Let $n\geq 2$ an integer and $E=\{f\in\mathscr{C}^n([0,1],\mathbb{R}),\; f(0)=f\left(\frac 1{n-1}\right)=f\left(\frac 2{n-1}\right)=...=f(1)=0\}$, equipped with the norm $\|f\|=\displaystyle\int_0^1|f^{(n)}(t)|\text{d}t$. My aim is to find the best constant $C$ such that $\forall f\in E,\; \|f\|_\infty\leq C\|f\|$ and to know if the equality is possible for one function $f\neq 0$. My attempts, only for $n=2$ : if $f\in E$, there exists $c\in]0,1[$ where $|f|$ is at its largest, with $f'(c)=0$. Then $$\displaystyle f(0)=f(c)+f'(c)(0-c)+\int_c^0(0-t)f''(t)\text{d}t$$ and $$\displaystyle f(1)=f(c)+f'(c)(1-c)+\int_c^1(1-t)f''(t)\text{d}t,$$
thus, adding : $$2f(c)=\int_c^0tf''(t)\text{d}t+\int_c^1(t-1)f''(t)\text{d}t$$
which implies $\displaystyle\|f\|_\infty\leq\frac 12\|f\|$.
I feel that this constant $\frac 12$ is not the best (I expect $\frac 14$, but don't know how to take advantage of the terms $t$ and $(t-1)$ in the integrals).
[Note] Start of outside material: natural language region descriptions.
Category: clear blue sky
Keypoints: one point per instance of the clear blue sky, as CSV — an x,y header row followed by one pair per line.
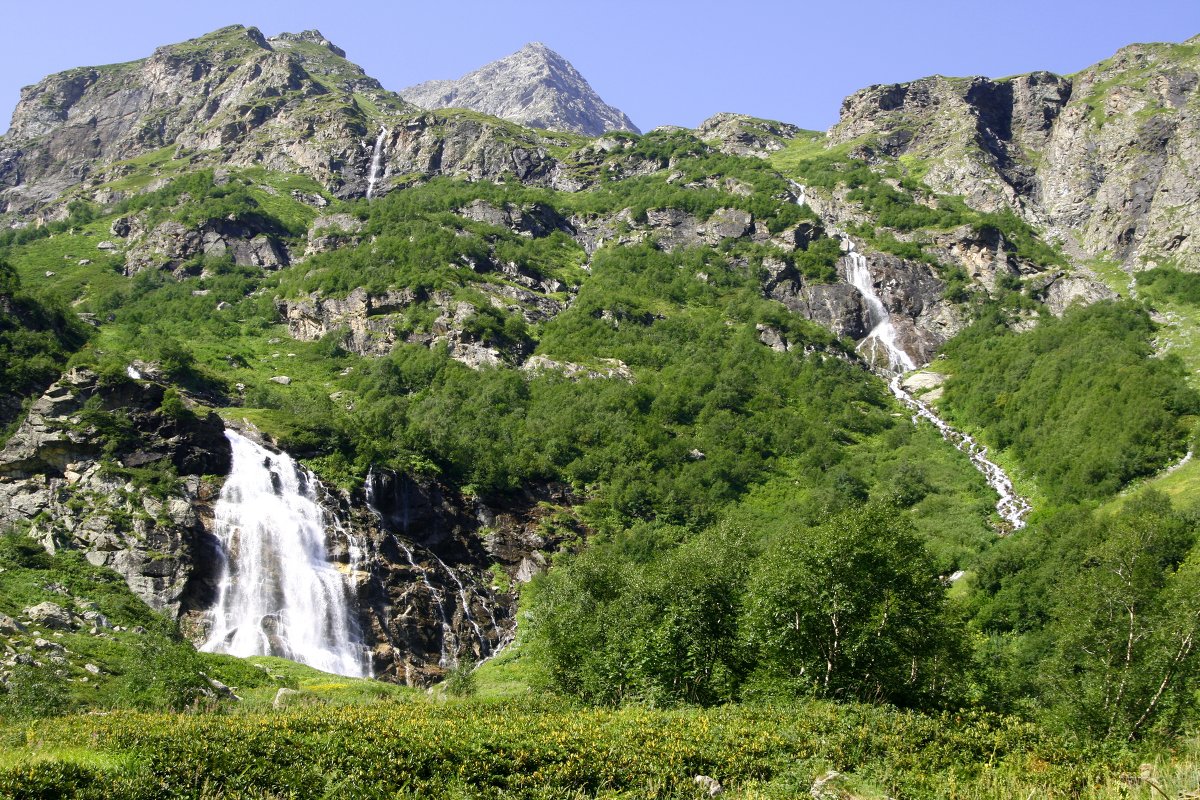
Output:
x,y
659,61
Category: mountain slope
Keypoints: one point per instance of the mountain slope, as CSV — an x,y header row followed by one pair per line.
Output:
x,y
535,86
655,367
1107,160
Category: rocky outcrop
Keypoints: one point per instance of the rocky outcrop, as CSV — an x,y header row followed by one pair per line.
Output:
x,y
70,476
438,584
235,98
911,292
367,323
745,136
232,94
534,86
462,146
180,250
1107,161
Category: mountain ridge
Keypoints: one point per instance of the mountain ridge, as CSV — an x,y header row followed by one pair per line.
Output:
x,y
534,86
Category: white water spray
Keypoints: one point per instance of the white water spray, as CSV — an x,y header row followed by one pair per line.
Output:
x,y
450,639
280,595
1012,507
376,162
882,332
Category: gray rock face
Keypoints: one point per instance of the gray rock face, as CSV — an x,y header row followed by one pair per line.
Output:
x,y
745,136
51,615
174,247
55,482
1107,161
233,97
534,86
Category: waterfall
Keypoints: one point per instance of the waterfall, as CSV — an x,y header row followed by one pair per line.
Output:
x,y
450,641
1012,507
280,595
802,193
376,162
882,331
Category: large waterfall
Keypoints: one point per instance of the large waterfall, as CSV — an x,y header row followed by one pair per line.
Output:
x,y
280,594
1012,507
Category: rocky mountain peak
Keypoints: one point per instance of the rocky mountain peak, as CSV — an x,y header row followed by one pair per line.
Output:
x,y
311,37
534,86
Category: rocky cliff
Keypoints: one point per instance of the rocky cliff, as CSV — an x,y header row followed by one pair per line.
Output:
x,y
535,86
115,469
235,98
1105,160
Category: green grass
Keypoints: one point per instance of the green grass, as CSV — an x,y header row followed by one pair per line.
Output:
x,y
547,749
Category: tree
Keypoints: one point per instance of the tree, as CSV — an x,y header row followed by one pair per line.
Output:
x,y
852,608
1126,624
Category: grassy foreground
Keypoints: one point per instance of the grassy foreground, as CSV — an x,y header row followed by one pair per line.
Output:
x,y
408,747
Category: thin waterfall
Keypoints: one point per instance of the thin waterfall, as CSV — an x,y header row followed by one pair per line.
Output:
x,y
376,162
1012,507
280,595
439,601
882,332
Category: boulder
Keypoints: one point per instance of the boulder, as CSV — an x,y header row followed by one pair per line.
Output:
x,y
51,615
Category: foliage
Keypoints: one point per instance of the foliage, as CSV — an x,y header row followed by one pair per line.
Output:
x,y
843,609
545,749
1093,618
852,608
36,338
1080,401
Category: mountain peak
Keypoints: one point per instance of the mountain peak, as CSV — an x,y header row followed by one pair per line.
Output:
x,y
534,86
312,36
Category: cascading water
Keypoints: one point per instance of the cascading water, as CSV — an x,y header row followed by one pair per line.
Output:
x,y
376,162
1012,507
450,641
280,595
882,331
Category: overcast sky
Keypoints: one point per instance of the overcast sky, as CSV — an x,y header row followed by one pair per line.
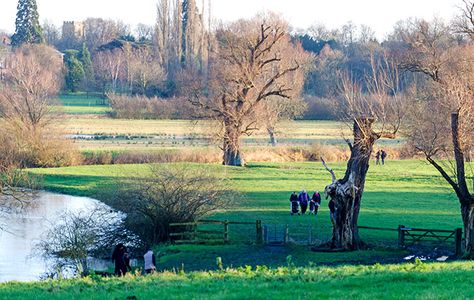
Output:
x,y
381,15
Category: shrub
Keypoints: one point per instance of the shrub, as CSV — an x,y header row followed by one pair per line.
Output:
x,y
141,107
171,194
76,236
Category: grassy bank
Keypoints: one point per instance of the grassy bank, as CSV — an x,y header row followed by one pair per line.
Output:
x,y
406,281
402,192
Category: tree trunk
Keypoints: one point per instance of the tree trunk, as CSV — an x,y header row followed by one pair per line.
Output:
x,y
347,192
231,147
271,133
462,191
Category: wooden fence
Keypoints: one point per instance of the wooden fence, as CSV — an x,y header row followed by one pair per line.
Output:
x,y
218,232
194,233
411,236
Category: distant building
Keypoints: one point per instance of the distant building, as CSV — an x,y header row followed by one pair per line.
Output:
x,y
4,39
73,30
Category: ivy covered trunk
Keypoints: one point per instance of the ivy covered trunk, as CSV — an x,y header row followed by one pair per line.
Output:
x,y
231,146
467,212
271,133
347,192
462,191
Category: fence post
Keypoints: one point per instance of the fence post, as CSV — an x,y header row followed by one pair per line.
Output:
x,y
401,236
195,232
458,248
226,231
259,232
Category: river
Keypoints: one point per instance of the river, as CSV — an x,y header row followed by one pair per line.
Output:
x,y
23,230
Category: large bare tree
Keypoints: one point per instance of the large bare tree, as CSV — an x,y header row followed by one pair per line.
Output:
x,y
374,114
248,69
32,80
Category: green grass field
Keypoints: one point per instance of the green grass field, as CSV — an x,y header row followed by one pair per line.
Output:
x,y
82,104
406,281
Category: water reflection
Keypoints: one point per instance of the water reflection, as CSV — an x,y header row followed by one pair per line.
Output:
x,y
22,231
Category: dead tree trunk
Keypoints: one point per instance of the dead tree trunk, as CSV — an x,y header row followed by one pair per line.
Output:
x,y
231,146
347,192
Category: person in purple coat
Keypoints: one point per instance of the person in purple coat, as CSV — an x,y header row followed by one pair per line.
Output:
x,y
303,199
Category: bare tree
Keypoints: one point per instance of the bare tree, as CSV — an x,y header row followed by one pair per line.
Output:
x,y
272,111
442,111
375,114
464,23
99,32
247,70
144,32
32,80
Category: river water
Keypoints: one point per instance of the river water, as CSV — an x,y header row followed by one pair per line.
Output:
x,y
23,230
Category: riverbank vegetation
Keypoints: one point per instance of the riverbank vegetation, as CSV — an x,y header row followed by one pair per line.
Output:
x,y
414,280
389,200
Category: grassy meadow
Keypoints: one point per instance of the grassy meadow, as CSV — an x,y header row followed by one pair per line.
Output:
x,y
407,192
82,104
87,119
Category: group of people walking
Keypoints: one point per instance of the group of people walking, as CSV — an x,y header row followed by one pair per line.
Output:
x,y
300,203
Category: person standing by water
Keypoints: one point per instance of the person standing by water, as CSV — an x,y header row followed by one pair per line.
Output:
x,y
303,199
294,204
383,155
150,261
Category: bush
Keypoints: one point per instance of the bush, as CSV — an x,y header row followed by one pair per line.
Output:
x,y
171,194
44,147
77,236
141,107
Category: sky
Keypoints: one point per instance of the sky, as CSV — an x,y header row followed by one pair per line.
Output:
x,y
380,15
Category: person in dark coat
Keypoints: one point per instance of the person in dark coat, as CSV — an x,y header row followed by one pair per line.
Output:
x,y
377,158
294,204
332,211
383,155
315,203
118,257
303,199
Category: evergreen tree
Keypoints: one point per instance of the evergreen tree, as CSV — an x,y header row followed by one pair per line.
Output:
x,y
28,29
75,71
88,67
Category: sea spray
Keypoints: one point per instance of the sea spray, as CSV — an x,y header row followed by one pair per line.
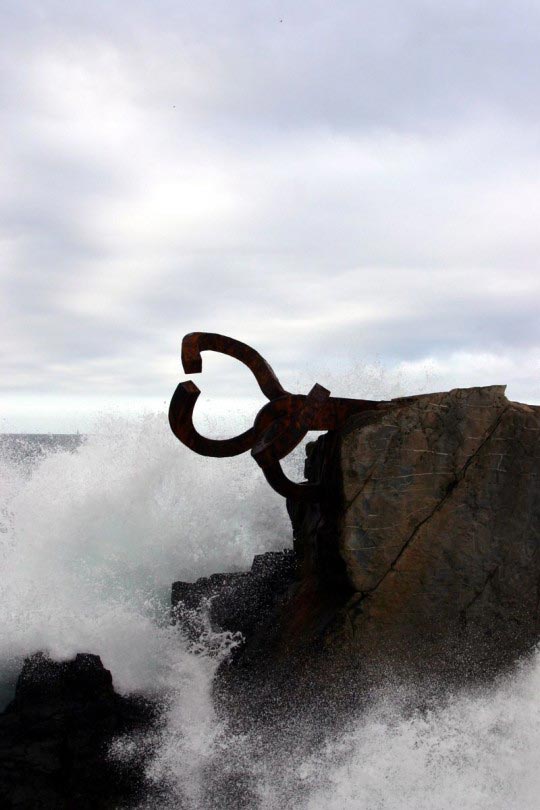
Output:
x,y
93,539
90,542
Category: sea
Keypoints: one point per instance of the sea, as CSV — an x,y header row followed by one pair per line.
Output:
x,y
93,531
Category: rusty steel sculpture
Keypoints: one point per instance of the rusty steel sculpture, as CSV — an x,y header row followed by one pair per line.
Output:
x,y
279,426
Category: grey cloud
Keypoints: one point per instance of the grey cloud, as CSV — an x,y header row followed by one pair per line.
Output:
x,y
378,166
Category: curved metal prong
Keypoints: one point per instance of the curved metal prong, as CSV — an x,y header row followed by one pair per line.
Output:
x,y
290,489
197,342
181,422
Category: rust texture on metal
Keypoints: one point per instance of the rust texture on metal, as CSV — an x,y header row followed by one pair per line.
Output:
x,y
279,426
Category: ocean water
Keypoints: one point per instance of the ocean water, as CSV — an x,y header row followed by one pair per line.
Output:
x,y
93,531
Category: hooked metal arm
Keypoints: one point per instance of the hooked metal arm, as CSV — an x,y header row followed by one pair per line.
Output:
x,y
279,426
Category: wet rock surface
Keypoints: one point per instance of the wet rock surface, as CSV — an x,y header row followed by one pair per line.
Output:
x,y
423,555
55,737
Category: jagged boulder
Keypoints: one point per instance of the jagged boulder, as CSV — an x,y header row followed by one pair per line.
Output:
x,y
436,520
55,737
423,553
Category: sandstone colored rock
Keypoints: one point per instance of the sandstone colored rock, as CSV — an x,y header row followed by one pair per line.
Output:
x,y
436,518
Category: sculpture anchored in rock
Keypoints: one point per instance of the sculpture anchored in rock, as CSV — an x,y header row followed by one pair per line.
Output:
x,y
279,426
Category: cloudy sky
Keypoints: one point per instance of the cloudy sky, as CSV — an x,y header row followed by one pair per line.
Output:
x,y
336,183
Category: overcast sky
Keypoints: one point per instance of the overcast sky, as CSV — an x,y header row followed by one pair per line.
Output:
x,y
336,183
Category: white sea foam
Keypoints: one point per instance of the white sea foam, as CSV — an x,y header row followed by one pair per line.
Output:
x,y
90,544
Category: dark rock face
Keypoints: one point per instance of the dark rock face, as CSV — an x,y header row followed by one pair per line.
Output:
x,y
55,734
238,602
423,556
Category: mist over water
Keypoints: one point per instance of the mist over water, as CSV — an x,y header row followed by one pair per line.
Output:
x,y
90,541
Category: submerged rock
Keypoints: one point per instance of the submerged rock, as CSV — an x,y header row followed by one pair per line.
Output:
x,y
55,736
So :
- is $\frac 12$ the best constant for $n=2$ ? If not, what is the best constant, and is there equality for one $f\neq 0$ in $E$ ?
- what about $n\geq 3$ with the same questions ?
a sketch for $n=2$:
Using your approach, we obtain $$ f(c) = \int_0^c (-t)f''(t) \,\mathrm dt = \int_c^1 (1-t) f''(t)\,\mathrm dt. $$ This implies the estimate $$ \|f\|_\infty = |f(c) | \leq \min\left( c \int_0^c|f''(t)|\,\mathrm dt , (1-c) \int_c^1|f''(t)|\,\mathrm dt \right). $$ This estimate has to be strict if $f''$ is not constantly zero on both $(0,c)$ and $(c,1)$ (which has to be the case if $f(c)\neq0$).
Without loss of generality we assume that $\|f\|=1$ and we set $b=\int_0^c|f''(t)|\,\mathrm dt \in [0,1]$. Then we have $\|f\|_\infty < \min(cb,(1-c)(1-b))$, which can be shown to be bounded by $\tfrac14$.
However, one can come arbitrarily close to the constant $\tfrac14$ by using functions with $f''(x)= k/2$ on $(\tfrac12 - \tfrac1k,\tfrac12+\tfrac1k)$, and $f''(x)=0$ elsewhere (and constructing $f$ such that $f(1)=f(0)=0$).
Thus, $\tfrac14$ has to be the best constant.